Dans les salles à manger lumineuses de cet hôtel de chaîne, les plats majeurs du chef étoilé, grande carte étoffée: les ravioles de langoustines, les pommes de terre caramélisées farcies, la tarte au chocolat.

• Hôtel Sofitel. 2 avenue Bertie Albrecht 75008 Paris. Tél.: 01 53 89 50 53. Menus au déjeuner à 29 et 34 euros. Pas de fermeture.

Les Cocottes Porte de Genève

Sur la route de la cité de Calvin, une autre succursale signée Constant : l’œuf mimosa (10 euros), tartare de saumon, huîtres et bar (12 euros), confit de foie de canard au pain de campagne (15 euros).

• Route d’Annecy 74160 Saint-Julien-en-Genevois. Tél.: 04 50 49 61 07. Menus au déjeuner à 18, 24 et 33 euros. Carte de 35 à 50 euros. Pas de fermeture.

Le Bibent

À Toulouse, brasserie historique de la ville rose. Terrine de campagne au piment d’Espelette, agneau de lait des Pyrénées à la fleur de thym, pavlova aux fruits rouges.

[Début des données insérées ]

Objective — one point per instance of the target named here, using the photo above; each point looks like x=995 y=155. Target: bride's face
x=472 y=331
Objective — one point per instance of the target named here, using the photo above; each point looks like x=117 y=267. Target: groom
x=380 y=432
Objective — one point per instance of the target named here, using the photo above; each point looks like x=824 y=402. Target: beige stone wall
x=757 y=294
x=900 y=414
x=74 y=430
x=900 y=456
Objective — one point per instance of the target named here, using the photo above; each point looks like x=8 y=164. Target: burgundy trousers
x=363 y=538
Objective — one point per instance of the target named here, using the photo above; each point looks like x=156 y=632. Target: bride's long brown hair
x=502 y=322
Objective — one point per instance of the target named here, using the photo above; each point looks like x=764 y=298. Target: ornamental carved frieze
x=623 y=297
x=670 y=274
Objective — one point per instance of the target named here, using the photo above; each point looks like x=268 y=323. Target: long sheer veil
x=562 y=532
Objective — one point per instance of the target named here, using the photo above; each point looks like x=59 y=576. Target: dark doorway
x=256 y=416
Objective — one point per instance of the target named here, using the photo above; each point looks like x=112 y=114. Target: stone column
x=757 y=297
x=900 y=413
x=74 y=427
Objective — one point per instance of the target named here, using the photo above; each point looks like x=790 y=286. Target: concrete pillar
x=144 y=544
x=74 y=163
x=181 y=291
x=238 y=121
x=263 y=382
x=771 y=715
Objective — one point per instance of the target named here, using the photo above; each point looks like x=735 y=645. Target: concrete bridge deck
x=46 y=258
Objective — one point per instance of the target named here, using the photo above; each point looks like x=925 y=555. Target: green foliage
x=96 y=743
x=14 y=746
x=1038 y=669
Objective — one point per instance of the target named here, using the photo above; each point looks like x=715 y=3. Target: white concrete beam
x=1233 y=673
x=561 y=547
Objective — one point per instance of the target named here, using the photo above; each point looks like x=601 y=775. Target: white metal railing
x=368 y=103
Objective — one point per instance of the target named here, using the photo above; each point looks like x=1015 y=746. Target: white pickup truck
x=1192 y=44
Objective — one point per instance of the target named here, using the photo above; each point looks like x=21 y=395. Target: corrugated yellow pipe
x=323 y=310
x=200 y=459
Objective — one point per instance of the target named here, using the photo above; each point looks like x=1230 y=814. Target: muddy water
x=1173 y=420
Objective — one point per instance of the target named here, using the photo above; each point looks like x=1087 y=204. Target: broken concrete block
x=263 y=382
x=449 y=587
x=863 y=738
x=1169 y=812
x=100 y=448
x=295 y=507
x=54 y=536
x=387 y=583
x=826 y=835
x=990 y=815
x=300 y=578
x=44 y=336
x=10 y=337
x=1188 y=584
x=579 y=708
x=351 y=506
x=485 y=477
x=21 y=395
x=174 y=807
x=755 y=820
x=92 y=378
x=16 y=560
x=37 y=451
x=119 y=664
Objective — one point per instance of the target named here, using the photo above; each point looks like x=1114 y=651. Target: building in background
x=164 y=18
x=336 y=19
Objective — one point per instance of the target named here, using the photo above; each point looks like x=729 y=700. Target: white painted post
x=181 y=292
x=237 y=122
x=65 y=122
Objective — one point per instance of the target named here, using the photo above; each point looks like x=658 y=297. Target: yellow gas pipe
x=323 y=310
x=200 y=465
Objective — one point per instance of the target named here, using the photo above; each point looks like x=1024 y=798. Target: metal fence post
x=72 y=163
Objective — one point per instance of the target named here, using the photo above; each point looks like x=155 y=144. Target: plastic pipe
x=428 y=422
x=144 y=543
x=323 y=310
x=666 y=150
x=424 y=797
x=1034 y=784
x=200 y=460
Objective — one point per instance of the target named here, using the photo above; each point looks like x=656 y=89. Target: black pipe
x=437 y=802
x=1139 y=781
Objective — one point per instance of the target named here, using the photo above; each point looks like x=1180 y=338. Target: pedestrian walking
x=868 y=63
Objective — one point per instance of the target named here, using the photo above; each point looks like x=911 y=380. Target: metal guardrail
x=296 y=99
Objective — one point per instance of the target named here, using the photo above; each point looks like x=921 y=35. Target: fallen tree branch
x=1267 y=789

• 5 place du Capitole 31000 Toulouse. Tél.: 05 34 30 18 37. Menus au déjeuner à 24 et 32 euros. Carte autour de 45 euros. Pas de fermeture.

Bistrot Constant

À Montech, treize kilomètres de Montauban, les spécialités signées: daurade et polenta, merlu aux amandes, île flottante. 200 couverts par jour, un must total.

• 25 rue de l’Usine 82700 Montech. Tél.: 05 63 24 63 02. Menus au déjeuner à 19 et 23 euros. Carte de 35 à 45 euros. Pas de fermeture.